Personal information
- Full name: Rubens Raimundo da Silva
- Date of birth: 10 October 1989 (age 36)
- Place of birth: Recife, Brazil
- Height: 1.76 m (5 ft 9 in)
- Position: Attacking midfielder

Team information
- Current team: Santa Cruz

Youth career
- Santa Cruz

Senior career*
- Years: Team / Apps / (Gls)
- 2008–2009: Santa Cruz / 9 / (0)
- 2008: → Icasa (loan)
- 2009: → Centro Limoeirense (loan)
- 2010: Bragantino / 7 / (1)
- 2010–2012: Ituano / 0 / (0)
- 2011: Caldense / 0 / (0)
- 2011: Boa Esporte / 4 / (0)
- 2012: Chapecoense / 8 / (0)
- 2012–2013: ABC / 2 / (0)
- 2013: Red Bull Brasil / 0 / (0)
- 2013: Ituano / 0 / (0)
- 2014–2015: Goiás / 30 / (2)
- 2015: Coritiba / 14 / (0)
- 2016–2017: Náutico / 8 / (0)
- 2017: → Fortaleza (loan) / 0 / (0)
- 2018: Anapolina / 0 / (0)
- 2018: Aparecidense / 1 / (0)
- 2018: Cuiabá / 1 / (0)
- 2018–2019: Najran
- 2019: Bhayangkara / 0 / (0)
- 2020–: Gama / 0 / (0)

= Esquerdinha (footballer, born 1989) =

Brazilian footballer

Rubens Raimundo da Silva (born 10 October 1989), commonly known as Esquerdinha, is a Brazilian professional footballer who play as an attacking midfielder for Gama.

==Career==
Born in Recife, Pernambuco, Esquerdinha graduated with Santa Cruz's youth setup. He subsequently represented Icasa, Centro Limoeirense, Bragantino, Ituano, Caldense, Boa Esporte, Chapecoense, ABC and Red Bull Brasil before returning to Ituano in May 2013.
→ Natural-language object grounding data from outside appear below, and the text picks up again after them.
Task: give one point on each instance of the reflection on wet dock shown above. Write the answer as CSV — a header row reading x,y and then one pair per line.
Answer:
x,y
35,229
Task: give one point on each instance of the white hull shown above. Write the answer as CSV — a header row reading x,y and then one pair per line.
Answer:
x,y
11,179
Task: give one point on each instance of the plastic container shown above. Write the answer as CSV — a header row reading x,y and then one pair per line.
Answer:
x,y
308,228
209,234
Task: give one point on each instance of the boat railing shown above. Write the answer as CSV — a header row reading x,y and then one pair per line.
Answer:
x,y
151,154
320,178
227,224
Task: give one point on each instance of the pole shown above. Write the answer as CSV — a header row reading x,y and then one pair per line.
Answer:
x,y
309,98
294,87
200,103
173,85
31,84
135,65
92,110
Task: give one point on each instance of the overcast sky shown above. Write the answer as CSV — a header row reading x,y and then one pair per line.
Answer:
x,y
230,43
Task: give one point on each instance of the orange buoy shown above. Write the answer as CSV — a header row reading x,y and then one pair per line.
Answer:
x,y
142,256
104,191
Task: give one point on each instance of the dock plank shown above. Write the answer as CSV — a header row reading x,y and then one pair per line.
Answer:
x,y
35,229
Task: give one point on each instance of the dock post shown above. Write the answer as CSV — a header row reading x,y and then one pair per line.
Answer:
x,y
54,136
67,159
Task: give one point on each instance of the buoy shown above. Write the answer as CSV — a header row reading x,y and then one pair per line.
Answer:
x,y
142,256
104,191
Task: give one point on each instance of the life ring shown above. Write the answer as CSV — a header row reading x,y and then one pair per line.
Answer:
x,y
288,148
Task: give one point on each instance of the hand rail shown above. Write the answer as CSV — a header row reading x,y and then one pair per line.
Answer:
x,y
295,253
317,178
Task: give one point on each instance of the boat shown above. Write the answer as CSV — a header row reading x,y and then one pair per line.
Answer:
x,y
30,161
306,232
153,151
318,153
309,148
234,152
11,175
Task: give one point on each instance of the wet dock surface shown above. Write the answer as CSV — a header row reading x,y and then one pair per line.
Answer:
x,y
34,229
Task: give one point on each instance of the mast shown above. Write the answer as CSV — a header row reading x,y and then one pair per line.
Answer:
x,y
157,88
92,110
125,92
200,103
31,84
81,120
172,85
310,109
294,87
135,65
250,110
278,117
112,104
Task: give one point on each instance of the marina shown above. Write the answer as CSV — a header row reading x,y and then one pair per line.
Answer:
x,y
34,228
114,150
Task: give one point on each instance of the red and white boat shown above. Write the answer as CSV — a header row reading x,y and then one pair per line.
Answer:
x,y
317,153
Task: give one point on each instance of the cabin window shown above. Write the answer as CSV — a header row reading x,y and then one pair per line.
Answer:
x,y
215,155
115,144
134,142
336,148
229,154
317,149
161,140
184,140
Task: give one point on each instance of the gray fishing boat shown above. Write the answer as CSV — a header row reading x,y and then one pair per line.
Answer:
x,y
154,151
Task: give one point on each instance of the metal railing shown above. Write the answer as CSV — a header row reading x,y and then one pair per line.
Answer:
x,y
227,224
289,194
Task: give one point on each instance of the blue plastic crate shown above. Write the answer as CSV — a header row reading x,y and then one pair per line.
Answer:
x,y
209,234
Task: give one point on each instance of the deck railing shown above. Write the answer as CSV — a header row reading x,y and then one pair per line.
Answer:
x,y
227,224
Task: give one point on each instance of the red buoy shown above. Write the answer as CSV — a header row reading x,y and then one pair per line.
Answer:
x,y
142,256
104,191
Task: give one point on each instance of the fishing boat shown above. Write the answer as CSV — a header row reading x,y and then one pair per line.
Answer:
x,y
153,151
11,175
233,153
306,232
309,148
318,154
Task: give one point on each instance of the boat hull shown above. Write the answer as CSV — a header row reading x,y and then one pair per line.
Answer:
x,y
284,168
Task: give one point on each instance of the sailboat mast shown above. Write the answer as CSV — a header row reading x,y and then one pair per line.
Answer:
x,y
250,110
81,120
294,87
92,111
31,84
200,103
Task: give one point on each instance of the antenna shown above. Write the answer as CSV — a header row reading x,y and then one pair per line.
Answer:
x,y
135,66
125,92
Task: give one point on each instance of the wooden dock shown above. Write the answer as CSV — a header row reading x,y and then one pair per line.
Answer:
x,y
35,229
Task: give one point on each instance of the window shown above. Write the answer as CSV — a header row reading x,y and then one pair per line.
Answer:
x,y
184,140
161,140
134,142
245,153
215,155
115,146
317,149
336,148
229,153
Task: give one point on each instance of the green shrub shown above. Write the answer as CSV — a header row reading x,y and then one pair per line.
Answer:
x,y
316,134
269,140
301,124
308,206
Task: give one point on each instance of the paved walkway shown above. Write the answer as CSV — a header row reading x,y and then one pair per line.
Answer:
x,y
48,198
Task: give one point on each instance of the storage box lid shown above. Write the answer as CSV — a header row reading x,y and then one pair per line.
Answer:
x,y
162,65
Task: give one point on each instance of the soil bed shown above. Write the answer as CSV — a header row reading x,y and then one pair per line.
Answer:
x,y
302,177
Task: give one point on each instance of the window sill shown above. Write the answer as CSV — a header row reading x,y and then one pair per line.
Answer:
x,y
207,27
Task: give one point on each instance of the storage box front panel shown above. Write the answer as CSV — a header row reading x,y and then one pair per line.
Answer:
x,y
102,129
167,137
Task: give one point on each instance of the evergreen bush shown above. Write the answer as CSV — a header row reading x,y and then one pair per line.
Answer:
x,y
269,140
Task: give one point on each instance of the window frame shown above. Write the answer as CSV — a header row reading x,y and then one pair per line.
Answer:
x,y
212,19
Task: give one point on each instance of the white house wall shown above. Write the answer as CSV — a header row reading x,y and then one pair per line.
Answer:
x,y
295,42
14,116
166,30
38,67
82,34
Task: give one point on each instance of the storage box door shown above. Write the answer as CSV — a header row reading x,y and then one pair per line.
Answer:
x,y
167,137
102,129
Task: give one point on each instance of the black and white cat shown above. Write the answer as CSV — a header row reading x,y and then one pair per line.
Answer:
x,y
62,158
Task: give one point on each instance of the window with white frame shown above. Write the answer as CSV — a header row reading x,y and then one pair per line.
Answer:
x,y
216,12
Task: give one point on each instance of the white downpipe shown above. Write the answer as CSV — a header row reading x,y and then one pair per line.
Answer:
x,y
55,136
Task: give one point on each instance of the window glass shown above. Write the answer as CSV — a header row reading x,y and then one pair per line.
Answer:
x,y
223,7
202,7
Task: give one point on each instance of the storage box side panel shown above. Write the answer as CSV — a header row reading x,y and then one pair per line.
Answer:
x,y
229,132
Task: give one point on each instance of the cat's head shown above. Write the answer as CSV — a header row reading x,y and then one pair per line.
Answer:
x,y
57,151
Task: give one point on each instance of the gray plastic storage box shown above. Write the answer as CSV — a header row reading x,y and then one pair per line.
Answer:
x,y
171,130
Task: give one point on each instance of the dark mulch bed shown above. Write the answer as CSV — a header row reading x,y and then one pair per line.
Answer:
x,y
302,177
On 29 April 2014, after being crowned champions of the year's Campeonato Paulista, Esquerdinha signed a two-year deal with Goiás. He made his debut in the competition on 10 May, coming on as a second-half substitute in a 2–0 away loss against Palmeiras, and scored his first goal on 21 September, netting the second in a 6–0 home routing of the same opponent.

On 3 March 2019, Esquerdinha officially joined Indonesian club Bhayangkara. He played four games for the club in the Indonesia President's Cup, but on 13 April the club announced, that they had released the player in preparation for the 1st League of the 2019 season.